Limpos e com bom hálito, iam para o setor médico. Lá eram totalmente examinados, da ponta do dedo do pé ao fio de cabelo da cabeça, buscando por doenças e imperfeições. Se preciso fosse, cirurgias eram feitas e remédios eram administrados. Mas lá na fábrica eram diferentes. Ela dispunha de tecnologia única, na qual as cirurgias não duravam mais que 1 minuto qualquer que fosse ela, e os remédios faziam efeito definitivo em 30 segundos, não precisando de outras doses. Curados dos males que possuíssem iam para o setor de estética. Lipo-aspiração, plástica de nariz, alisamento de cabelos, implantação de cilicone, correção imediata de desvios na coluna, eram uns dos serviços daquele setor. Tudo com a mesma tecnologia do setor médico. Rápido e indolor. De uma forma ou de outra todos de lá saíam bonitos.

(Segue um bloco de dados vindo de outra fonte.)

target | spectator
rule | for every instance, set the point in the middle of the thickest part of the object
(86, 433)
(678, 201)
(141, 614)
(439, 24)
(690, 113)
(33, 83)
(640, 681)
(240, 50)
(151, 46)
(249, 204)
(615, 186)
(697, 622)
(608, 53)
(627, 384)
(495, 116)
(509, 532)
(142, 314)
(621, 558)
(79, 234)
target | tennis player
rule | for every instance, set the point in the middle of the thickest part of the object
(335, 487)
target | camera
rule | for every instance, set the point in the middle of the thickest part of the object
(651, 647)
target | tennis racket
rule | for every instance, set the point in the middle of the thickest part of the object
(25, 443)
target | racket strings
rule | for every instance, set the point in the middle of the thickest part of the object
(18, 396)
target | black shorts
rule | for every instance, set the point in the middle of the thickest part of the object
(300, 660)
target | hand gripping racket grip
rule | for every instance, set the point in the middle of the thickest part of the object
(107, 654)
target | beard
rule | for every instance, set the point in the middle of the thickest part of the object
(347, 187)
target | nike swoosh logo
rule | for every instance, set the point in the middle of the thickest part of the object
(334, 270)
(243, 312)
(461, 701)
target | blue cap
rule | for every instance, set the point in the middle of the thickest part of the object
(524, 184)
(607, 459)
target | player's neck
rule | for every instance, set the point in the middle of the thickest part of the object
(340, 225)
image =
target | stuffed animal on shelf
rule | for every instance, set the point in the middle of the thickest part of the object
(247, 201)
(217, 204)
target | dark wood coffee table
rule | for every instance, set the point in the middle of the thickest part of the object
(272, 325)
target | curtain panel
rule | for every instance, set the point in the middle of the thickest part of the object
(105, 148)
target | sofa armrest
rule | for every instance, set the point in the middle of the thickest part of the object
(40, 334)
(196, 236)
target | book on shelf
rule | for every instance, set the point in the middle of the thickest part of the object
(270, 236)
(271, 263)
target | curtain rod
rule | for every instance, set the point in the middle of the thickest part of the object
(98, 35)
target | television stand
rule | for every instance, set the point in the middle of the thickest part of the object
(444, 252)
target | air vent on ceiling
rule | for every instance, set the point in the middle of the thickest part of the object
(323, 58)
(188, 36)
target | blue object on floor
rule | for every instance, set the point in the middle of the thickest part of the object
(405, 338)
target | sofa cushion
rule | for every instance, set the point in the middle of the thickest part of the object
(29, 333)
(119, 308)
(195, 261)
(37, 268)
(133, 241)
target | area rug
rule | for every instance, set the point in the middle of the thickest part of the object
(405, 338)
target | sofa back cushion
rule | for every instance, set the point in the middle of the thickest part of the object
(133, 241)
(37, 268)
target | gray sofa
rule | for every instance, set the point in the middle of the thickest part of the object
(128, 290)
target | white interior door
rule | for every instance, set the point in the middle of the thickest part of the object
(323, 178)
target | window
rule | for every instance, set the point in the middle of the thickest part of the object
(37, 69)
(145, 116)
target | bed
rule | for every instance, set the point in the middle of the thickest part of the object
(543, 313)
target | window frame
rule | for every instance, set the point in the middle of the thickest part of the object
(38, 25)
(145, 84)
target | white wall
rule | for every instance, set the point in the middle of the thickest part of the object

O setor de vestuário era um dos mais espetaculares. As roupas reprocessadas, viravam peças dignas de desfiles de modas. Eram escolhidas por computador de acordo com o perfil físico de cada um, combinando cores e estilos. Os calçados da mesma forma. Os acessórios também. Era uma maravilha. Depois de vestidos devidamente, eles eram encaminhados para um imenso refeitório que mais parecia restaurante, onde eram instruídos em etiqueta e gostos variados. Eram servidos com pratos internacionais, e ao mesmo tempo instruídos em história e geografia do local de onde se originou a refeição. Era um banquete. Telões apresentavam os assuntos e microcâmeras acompanhavam cada um, avisando dos movimentos e condutas erradas na mesa. Monitores situavam-se estrategicamente por perto, lembrando a todos do melhor comportamento. Ninguém podia deixar de aprender. Depois de alimentados e educados, eles iam para o setor de seleção. Lá era coletado o DNA de cada um e analisada as tendências para o trabalho. Se podiam ser comunicativos, bons com números, analíticos, decisores, dinâmicos, o DNA informava. Daí eram encaminhados para as salas de treinamento instantâneo. Em 10 minutos, através de métodos desenvolvidos no departamento de pesquisa educacional da fábrica, eles eram preparados para exercerem profissões diversas. Depois eram encaminhados para o setor de despacho, onde atenciosas assistentes sociais explicavam o emprego que estava a sua espera, vindo dos convênios que a fábrica tinha em todo o mundo. Em 50 minutos no máximo, incluindo o tempo de repetição, eles saiam de lá limpos, curados, vestidos, alimentados, educados, treinados e empregados.


Era um sucesso ! Todos os dias uma multidão se aglomerava na porta da fábrica em busca de uma oportunidade. Dizem até que o seu presidente, num discurso entusiasmado na festa do primeiro mês de operação, disse que já haviam interesses de instalar unidades na África e em toda América Latina. Mas com o passar dos meses, foi notada uma certa caída no movimento. Em um ano já não ia ninguém na porta, o que levou a inauguração de um novo serviço: A captação móvel. Enormes Vans saíam pela cidade em busca de matéria prima, que pasmem, escondiam-se como podiam. Como nem todos tinham a mesma sorte, alguns eram colocados naqueles carros e levados para a fábrica ao som de música clássica no mais alto volume. Mas infelizmente, nem mesmo esse arrojado serviço foi capaz de impedir o completo desaparecimento da matéria-prima da fábrica. Em dois anos, ela faliu. Todos os mendigos e desafortunados mudaram-se para bem longe dela. Tão longe quanto puderam. Alguns até foram para outros países.

- Não sei como isso pôde acontecer, dizia um aposentado inconformado com a perda da esperança de arrumar uma ocupação. Era uma fábrica tão boa... Quanto benefício ela gerou ! Quantos homens de bem ela fez para a sociedade ! Ela seria uma multinacional ! O que pode ter dado errado ? O que ela pode ter esquecido ?

- As almas ! Respondeu o amigo enquanto jogava com o cavalo no velho tabuleiro de xadrez. Ela esqueceu das almas.